Can compiler sometimes cache variable declared as volatile

From what I know, the compiler never optimizes a variable that is declared as volatile. However, I have an array declared like this.

volatile long array[8];

And different threads read and write to it. An element of the array is only modified by one of the threads and read by any other thread. However, in certain situations I've noticed that even if I modify an element from a thread, the thread reading it does not notice the change. It keeps on reading the same old value, as if compiler has cached it somewhere. But compiler in principal should not cache a volatile variable, right? So how come this is happening.

NOTE: I am not using volatile for thread synchronization, so please stop giving me answers such as use a lock or an atomic variable. I know the difference between volatile, atomic variables and mutexes. Also note that the architecture is x86 which has proactive cache coherence. Also I read the variable for long enough after it is supposedly modified by the other thread. Even after a long time, the reading thread can't see the modified value.

Solution

But compiler in principal should not cache a volatile variable, right?

No, the compiler in principle must read/write the address of the variable each time you read/write the variable.

[Edit: At least, it must do so up to the point at which the the implementation believes that the value at that address is "observable". As Dietmar points out in his answer, an implementation might declare that normal memory "cannot be observed". This would come as a surprise to people using debuggers, mprotect, or other stuff outside the scope of the standard, but it could conform in principle.]
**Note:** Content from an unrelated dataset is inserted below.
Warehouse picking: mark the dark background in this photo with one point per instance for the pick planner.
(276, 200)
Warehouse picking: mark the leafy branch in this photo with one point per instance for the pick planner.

In C++03, which does not consider threads at all, it is up to the implementation to define what "accessing the address" means when running in a thread. Details like this are called the "memory model". Pthreads, for example, allows per-thread caching of the whole of memory, including volatile variables. IIRC, MSVC provides a guarantee that volatile variables of suitable size are atomic, and it will avoid caching (rather, it will flush as far as a single coherent cache for all cores). The reason it provides that guarantee is because it's reasonably cheap to do so on Intel -- Windows only really cares about Intel-based architectures, whereas Posix concerns itself with more exotic stuff.

C++11 defines a memory model for threading, and it says that this is a data race (i.e. that volatile does not ensure that a read in one thread is sequenced relative to a write in another thread). Two accesses can be sequenced in a particular order, sequenced in unspecified order (the standard might say "indeterminate order", I can't remember), or not sequenced at all. Not sequenced at all is bad -- if either of two unsequenced accesses is a write then behavior is undefined.

The key here is the implied "and then" in "I modify an element from a thread AND THEN the thread reading it does not notice the change". You're assuming that the operations are sequenced, but they're not. As far as the reading thread is concerned, unless you use some kind of synchronization the write in the other thread hasn't necessarily happened yet. And actually it's worse than that -- you might think from what I just wrote that it's only the order of operations that is unspecified, but actually the behavior of a program with a data race is undefined.